An international team of researchers has identified nine planetary boundaries that must be maintained in order to sustain life on earth as we know it. Of those nine, we have already crossed the thresholds of four in such as way as to “fundamentally change the functions of nature.” By “degrading land and freshwater systems, emitting greenhouse gases and releasing vast amounts of agricultural chemicals into the environment” we are, the researchers say “eating away at our own life support systems.”
The team of 18 includes researchers from Scripps Institution of Oceanography at UC San Diego, the Australian National University and the Stockholm Resilience Centre. Together they spent five years identifying nine planetary boundaries, whose “processes and systems regulate the stability and resilience of the earth system,” as well as the current standing of those boundaries.
The nine boundaries are:
- Climate change
- Change in biosphere integrity (biodiversity loss and species extinction)

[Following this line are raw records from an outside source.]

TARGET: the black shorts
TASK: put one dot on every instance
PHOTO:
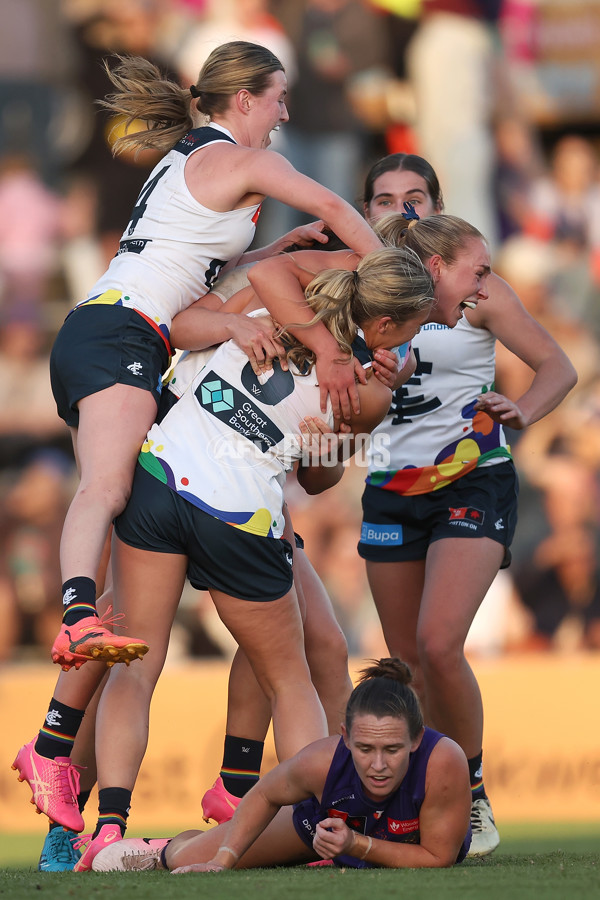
(100, 345)
(483, 503)
(220, 556)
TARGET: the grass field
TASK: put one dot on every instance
(545, 862)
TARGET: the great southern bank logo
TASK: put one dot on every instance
(216, 396)
(238, 411)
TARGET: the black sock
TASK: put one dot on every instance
(113, 808)
(241, 764)
(82, 799)
(476, 776)
(79, 599)
(58, 732)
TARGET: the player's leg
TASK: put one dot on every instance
(278, 845)
(325, 644)
(106, 469)
(147, 588)
(459, 574)
(397, 588)
(248, 720)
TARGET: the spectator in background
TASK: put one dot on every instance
(30, 227)
(451, 62)
(335, 41)
(564, 210)
(102, 29)
(36, 69)
(519, 163)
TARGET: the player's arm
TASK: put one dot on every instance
(290, 782)
(443, 820)
(507, 319)
(328, 450)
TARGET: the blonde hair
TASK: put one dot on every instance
(390, 282)
(443, 235)
(143, 93)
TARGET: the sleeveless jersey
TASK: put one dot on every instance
(173, 247)
(432, 434)
(394, 819)
(226, 438)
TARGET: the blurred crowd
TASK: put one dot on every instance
(435, 77)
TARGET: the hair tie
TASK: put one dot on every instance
(410, 213)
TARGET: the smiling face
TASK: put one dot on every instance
(380, 749)
(268, 111)
(392, 189)
(460, 284)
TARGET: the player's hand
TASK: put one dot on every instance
(337, 378)
(256, 337)
(501, 410)
(332, 838)
(386, 366)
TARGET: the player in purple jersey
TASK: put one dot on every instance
(387, 793)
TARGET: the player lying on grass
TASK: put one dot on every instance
(389, 792)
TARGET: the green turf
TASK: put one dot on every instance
(541, 862)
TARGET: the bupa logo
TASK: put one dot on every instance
(215, 396)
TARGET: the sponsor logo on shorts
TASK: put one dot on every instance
(381, 535)
(466, 517)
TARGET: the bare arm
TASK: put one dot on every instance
(332, 449)
(506, 318)
(443, 820)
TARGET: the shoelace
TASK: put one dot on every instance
(68, 780)
(61, 846)
(107, 619)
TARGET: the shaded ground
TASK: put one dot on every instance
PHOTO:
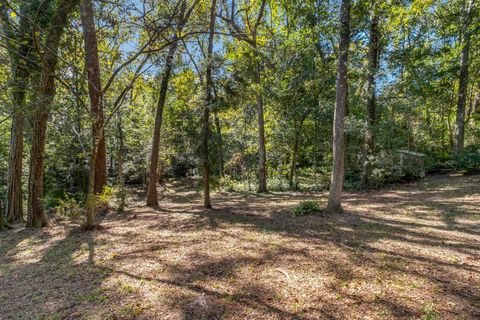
(410, 252)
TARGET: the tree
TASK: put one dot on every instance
(208, 104)
(336, 183)
(98, 172)
(45, 92)
(251, 35)
(373, 58)
(152, 196)
(465, 35)
(18, 41)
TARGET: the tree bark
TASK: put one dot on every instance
(463, 80)
(373, 59)
(206, 114)
(336, 184)
(293, 168)
(15, 159)
(46, 92)
(262, 154)
(121, 183)
(19, 56)
(95, 92)
(152, 194)
(218, 127)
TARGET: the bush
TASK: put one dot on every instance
(105, 198)
(69, 207)
(469, 162)
(308, 207)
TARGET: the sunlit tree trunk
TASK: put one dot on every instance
(121, 183)
(373, 58)
(95, 91)
(208, 104)
(336, 183)
(98, 174)
(218, 127)
(44, 97)
(463, 79)
(3, 223)
(19, 52)
(15, 159)
(262, 154)
(152, 194)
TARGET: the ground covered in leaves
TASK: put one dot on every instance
(409, 252)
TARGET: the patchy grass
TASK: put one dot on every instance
(410, 252)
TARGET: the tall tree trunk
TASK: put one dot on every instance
(336, 183)
(121, 184)
(46, 92)
(463, 79)
(95, 91)
(208, 104)
(293, 167)
(262, 155)
(3, 223)
(15, 159)
(373, 58)
(19, 56)
(152, 195)
(220, 145)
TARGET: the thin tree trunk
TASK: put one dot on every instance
(293, 166)
(463, 81)
(220, 145)
(262, 155)
(19, 56)
(373, 57)
(152, 194)
(46, 92)
(15, 159)
(3, 224)
(336, 184)
(95, 91)
(121, 184)
(206, 114)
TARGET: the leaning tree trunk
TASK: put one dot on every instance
(262, 154)
(97, 175)
(3, 223)
(152, 194)
(206, 114)
(373, 57)
(218, 127)
(46, 91)
(14, 174)
(293, 166)
(463, 82)
(336, 184)
(19, 53)
(95, 92)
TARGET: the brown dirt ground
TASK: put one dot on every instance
(409, 252)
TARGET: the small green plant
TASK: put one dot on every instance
(69, 208)
(307, 207)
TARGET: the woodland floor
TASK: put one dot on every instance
(408, 252)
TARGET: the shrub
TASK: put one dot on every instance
(308, 207)
(69, 207)
(469, 162)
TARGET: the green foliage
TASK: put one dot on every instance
(307, 207)
(469, 161)
(69, 207)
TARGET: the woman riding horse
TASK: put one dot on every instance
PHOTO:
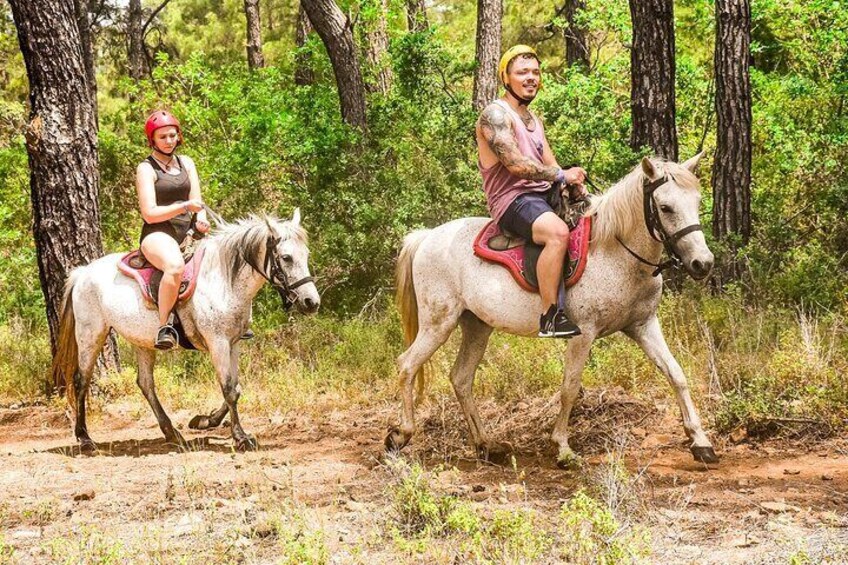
(169, 199)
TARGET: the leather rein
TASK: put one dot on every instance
(657, 231)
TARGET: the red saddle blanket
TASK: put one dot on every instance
(514, 258)
(147, 276)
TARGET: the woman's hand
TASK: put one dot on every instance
(193, 205)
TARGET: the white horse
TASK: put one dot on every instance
(442, 284)
(239, 259)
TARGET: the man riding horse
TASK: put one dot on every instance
(521, 177)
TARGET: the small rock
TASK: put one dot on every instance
(779, 507)
(84, 495)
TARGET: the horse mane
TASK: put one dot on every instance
(242, 243)
(618, 211)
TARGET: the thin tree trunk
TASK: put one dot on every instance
(576, 49)
(136, 59)
(335, 31)
(731, 176)
(652, 77)
(61, 140)
(486, 81)
(416, 16)
(376, 41)
(303, 74)
(255, 60)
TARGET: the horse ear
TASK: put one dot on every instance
(692, 164)
(648, 168)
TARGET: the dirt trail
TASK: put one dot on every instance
(757, 504)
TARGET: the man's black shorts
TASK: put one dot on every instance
(524, 210)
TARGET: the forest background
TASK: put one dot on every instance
(769, 344)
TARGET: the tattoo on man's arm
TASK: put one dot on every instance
(497, 131)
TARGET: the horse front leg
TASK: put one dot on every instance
(212, 420)
(225, 359)
(650, 338)
(575, 359)
(146, 360)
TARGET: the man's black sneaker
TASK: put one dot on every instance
(167, 338)
(554, 323)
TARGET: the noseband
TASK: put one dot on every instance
(656, 229)
(276, 275)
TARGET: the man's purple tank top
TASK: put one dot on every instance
(501, 186)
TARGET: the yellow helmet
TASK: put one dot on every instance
(511, 54)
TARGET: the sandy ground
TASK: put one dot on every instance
(142, 500)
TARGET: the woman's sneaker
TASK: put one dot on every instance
(554, 323)
(167, 338)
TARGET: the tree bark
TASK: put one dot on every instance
(61, 140)
(652, 77)
(303, 74)
(335, 31)
(376, 41)
(576, 48)
(255, 60)
(136, 59)
(416, 16)
(731, 176)
(486, 81)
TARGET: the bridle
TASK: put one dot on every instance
(656, 229)
(273, 272)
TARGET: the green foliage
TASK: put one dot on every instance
(591, 534)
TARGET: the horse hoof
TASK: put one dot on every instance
(87, 447)
(497, 453)
(569, 461)
(704, 454)
(247, 443)
(200, 422)
(395, 440)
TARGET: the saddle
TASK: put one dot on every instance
(148, 277)
(520, 256)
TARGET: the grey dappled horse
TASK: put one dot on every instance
(239, 259)
(442, 284)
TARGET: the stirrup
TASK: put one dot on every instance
(166, 338)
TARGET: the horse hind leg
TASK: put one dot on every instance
(146, 359)
(650, 338)
(475, 338)
(430, 337)
(212, 420)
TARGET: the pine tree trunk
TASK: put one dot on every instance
(416, 16)
(652, 77)
(136, 59)
(303, 74)
(61, 140)
(376, 42)
(576, 48)
(335, 31)
(255, 60)
(731, 177)
(486, 81)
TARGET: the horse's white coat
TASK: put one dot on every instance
(616, 293)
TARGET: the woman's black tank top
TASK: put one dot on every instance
(169, 189)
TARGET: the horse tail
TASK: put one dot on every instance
(407, 303)
(66, 358)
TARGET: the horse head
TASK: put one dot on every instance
(672, 201)
(286, 264)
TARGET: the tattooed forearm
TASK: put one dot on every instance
(497, 130)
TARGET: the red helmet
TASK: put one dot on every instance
(161, 119)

- Stratospheric ozone depletion
- Ocean acidification
- Biogeochemical flows (phosphorus and nitrogen cycles)
- Land-system change (for example deforestation)
- Freshwater use
- Atmospheric aerosol loading (microscopic particles in the atmosphere that affect climate and living organisms)
- Introduction of novel entities (e.g. organic pollutants, radioactive materials, nanomaterials, and micro-plastics).
Of these, climate change and biosphere integrity are “core boundaries,” and any significant change in these would “drive the earth system into a new state.” Yet, we have already crossed into a “zone of uncertainty” in not just climate change and biosphere integrity, but also biogeochemical flows and land-system change.
In the words of one of the team, Veerabhadran Ramanathan, the findings are “sobering.” Speaking to the Guardian, the report’s lead author Will Steffen explained that these systems have shot up since 1950, and show no signs of slowing down. “When economic systems went into overdrive, there was a massive increase in resource use and pollution,” Steffen said. “It used to be confined to local and regional areas but we’re now seeing this occurring on a global scale. These changes are down to human activity, not natural variability.”
He continued: “It’s clear the economic system is driving us towards an unsustainable future and people of my daughter’s generation will find it increasingly hard to survive. History has shown that civilizations have risen, stuck to their core values and then collapsed because they didn’t change. That’s where we are today.”
The findings were published January 16 in the journal Science, and will be presented as a series of seminars at the World Economic Forum in Davos on January 21-24.